The processing of wool encompasses multiple stages that convert raw fleece into functional fabric or yarn. Each phase in the wool processing procedure is vital in influencing the ultimate quality and appropriateness of the wool product for diverse uses. Below is a concise overview of the steps involved in wool processing: 1. Shearing or pulling 2. Skirting 3. Washing or scouring 4. Carding 5. Combing 6. Spinning 7. Dyeing 8. Weaving and knitting 9. Finishing 10. Packaging

Animal bristles are natural fibers derived from the hair or fur of various animals, mainly pigs and horses. Celebrated for their distinctive characteristics, these bristles have been employed for centuries across a range of uses. Bristles consist of stiff, wiry hairs from pigs, hogs, or boars, and are typically utilized in the manufacture of different types of brushes. They are predominantly harvested from the back, neck, and tail, as the hairs located on the flank and belly are too short for effective use. Pig bristles are characterized by their coarse, stiff texture and tapered shape, often featuring split or flagged tips. These flagged tips improve their efficiency in paint and varnish applications due to their capacity to retain paint effectively.

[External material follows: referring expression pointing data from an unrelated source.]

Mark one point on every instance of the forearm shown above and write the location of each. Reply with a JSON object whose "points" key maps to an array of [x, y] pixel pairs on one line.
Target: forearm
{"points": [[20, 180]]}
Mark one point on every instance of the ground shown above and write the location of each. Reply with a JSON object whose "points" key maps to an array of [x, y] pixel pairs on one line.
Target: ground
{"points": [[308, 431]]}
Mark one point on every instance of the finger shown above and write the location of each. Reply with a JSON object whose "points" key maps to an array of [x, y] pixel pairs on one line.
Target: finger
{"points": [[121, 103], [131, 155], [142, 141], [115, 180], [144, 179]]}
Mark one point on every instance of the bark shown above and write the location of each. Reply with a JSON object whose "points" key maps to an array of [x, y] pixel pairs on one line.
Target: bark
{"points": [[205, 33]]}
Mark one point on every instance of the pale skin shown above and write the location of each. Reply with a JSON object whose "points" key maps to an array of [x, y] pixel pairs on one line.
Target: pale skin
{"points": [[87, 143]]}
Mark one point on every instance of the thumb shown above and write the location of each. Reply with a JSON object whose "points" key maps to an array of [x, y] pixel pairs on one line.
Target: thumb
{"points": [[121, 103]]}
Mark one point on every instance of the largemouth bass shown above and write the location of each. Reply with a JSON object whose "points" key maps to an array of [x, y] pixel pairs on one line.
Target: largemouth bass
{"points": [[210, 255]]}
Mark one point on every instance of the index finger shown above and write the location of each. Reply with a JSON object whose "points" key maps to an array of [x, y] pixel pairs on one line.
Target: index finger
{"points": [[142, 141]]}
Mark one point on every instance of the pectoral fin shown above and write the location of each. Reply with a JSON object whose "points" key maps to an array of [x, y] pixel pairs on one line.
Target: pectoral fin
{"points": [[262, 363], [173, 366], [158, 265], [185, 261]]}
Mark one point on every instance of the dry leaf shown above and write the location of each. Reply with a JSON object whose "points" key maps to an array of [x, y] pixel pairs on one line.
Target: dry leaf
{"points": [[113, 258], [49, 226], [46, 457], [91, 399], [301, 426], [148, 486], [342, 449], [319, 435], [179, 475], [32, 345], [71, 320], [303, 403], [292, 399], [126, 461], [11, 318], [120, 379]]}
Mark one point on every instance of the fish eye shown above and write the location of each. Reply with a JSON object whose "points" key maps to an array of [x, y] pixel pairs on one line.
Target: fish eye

Shaving brushes crafted from soft bristles surpass synthetic options owing to their enhanced water absorption and retention abilities. In our nation, bristles are primarily obtained from local and crossbreed pigs. Indian bristles are noted  for their coarseness and durability, although their longer flagged tips (whichcan constitute up to 30% of their total length) necessitate trimming prior to use, potentially diminishing their overall value. Bristles are harvested from live pigs or boars once or twice annually, as well as from slaughtered or deceased animals. In certain bacon processing facilities, bristles are also collected by shaving the skins of slaughtered animals postscalding. Those obtained from live pigs generally exhibit superior lustre and resilience compared to those from deceased animals.